3) Regarding point #2, if you need to ride over other stuff, like gravel or take in the woods to dump, you'll need to lift the sweepers or you'll be trying to pick all kinds of unwanted stuff up along the way.

4) Careful on sharper turns, the inside wheel will want to drag outward. Almost looked like I would rip it off a couple times. So try to take wide turnarounds if possible, which is not always possible depending on obstacles.

Overall, it worked very well, if I get 4-5 uses out of it, it's paid for itself in cleanups. I do believe it will pick up acorns as well, as long as they aren't mashed into the lawn. Pretty sure I pulled up 150+ lbs of sticks, dead grass, pine needles, pine cones, acorn shells, etc in about 20-30 minutes on less than 3/4 of an acre. I could get to about 95% of my lawn areas I wanted to, but some areas I couldn't turn around in gravel because it would pick up some gravel, which wasn't worth the time savings of just raking those areas for a couple minutes.

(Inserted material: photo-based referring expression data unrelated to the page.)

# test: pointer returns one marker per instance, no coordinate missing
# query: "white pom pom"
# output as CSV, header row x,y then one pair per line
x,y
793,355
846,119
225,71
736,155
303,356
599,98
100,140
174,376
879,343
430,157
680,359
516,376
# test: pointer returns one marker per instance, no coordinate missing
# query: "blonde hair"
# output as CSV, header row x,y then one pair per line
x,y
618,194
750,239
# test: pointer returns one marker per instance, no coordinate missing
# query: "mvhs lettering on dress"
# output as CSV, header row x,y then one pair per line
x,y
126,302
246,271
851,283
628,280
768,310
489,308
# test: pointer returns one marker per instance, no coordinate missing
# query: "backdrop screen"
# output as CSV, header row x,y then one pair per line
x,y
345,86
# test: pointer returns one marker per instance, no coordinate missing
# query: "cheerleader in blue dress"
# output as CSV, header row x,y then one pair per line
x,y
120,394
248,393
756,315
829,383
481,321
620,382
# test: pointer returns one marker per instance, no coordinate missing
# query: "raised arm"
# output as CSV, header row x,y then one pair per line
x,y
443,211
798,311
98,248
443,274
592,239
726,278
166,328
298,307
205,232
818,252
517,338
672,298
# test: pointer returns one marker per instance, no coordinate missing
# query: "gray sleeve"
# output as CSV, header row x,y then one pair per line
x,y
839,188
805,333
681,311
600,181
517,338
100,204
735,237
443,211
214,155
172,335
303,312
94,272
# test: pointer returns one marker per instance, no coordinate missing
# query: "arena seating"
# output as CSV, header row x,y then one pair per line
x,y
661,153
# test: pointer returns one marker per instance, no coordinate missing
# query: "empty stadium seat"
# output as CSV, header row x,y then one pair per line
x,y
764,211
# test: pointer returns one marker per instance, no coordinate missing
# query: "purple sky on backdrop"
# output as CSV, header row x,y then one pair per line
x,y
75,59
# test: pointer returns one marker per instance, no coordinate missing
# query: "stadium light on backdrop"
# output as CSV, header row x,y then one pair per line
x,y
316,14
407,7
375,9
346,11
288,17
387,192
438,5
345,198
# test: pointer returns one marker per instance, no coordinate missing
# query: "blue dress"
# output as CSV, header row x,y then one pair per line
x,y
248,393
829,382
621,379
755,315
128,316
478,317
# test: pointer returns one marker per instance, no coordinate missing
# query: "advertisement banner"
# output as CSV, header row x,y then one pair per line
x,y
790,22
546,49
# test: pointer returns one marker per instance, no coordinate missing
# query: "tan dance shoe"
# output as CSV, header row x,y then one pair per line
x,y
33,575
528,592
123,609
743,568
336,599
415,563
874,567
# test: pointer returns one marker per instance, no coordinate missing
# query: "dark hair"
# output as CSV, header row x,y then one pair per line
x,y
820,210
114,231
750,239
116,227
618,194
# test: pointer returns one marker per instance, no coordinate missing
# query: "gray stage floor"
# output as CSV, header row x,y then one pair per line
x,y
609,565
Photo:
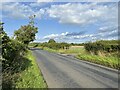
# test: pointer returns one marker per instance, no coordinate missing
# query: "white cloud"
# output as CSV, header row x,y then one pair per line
x,y
18,10
82,14
45,0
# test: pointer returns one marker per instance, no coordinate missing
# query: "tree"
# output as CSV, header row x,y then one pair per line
x,y
26,33
51,41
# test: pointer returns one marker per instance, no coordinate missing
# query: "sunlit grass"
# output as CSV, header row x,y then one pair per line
x,y
80,53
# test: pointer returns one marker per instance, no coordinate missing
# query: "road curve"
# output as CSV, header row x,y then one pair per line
x,y
67,72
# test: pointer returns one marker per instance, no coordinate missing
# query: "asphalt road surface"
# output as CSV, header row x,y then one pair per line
x,y
67,72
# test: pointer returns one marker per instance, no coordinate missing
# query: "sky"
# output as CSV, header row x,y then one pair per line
x,y
72,22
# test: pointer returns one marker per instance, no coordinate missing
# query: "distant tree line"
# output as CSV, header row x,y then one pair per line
x,y
103,46
54,45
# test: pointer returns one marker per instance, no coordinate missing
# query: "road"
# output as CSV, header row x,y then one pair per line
x,y
67,72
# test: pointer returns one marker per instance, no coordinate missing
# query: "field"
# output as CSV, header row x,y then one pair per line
x,y
79,52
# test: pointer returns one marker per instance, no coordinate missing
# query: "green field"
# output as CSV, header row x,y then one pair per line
x,y
79,52
31,77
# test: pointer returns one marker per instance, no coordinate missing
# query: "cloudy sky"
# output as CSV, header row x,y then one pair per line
x,y
76,22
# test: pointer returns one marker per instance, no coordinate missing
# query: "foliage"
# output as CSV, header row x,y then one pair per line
x,y
54,45
13,52
102,46
51,41
31,77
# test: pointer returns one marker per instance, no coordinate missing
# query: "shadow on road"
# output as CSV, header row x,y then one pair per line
x,y
36,49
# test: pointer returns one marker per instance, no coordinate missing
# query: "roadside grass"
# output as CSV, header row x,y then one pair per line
x,y
31,77
110,61
80,53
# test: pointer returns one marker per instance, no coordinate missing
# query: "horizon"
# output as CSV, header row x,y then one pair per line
x,y
71,22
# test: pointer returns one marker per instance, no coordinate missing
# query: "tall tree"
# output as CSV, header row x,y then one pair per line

Good luck with yours, let me know how it goes!


----------



## CAB (Mar 21, 2019)

g-man said:


> Driving backwards all the time?


@g-man Ha, yes, that was the plan until I realized I couldn't fit through the gate with it attached like that. Switched to towing with a rope, worked like a champ.


----------



## CAB (Mar 21, 2019)

@Clover13 Thanks for the tips and feedback, I'll keep all that in mind. I'll reply here when I get it together and use it some.


----------



## tgoulart (Jun 21, 2018)

Clover13 said:


> I got that 52" Agri-fab just last week too. Ordered from Lowes and man it looked like it was dropped off an airplane from 20,000ft. Returned the first one, second one looked pretty much the same, but I just took it...was scratched, gouged, minorly dented, etc but I needed one. My box was also missing the two support rods, but Agri-fab is mailing them out. They said they aren't needed and will be phased out in the future. Got it together and used it this weekend, it worked very well overall.
> 
> Couple items:
> 1) A full bag will be HEAVY! Just keep in mind when emptying, it's wasn't like in the video where they just pull a line and out it flows. It took a little bit of man handling to empty it.
> ...


You have the same one that I purchased last year and my experiences are exactly the same. I am challenged by some pretty significant hills in my front yard but all in all this does about 80% of what I need it to do...mainly picking up debris and thatch in the spring and leaves in the fall. I don't know if I can justify the $$ for a cyclone rake (or DR), or maybe a bagger for my rig, but I suspect I will do an upgrade within the next 2 years and let this one go for a song on Craigslist.


----------



## johndisuza (Apr 30, 2019)

Agreed, the choice for me the Agri-fab 52" lawn sweeper.


----------



## phoward47 (Jul 23, 2020)

I was also looking for a way to tow with my 3100D....so I made a hitch for it. It's not pretty but it works.


----------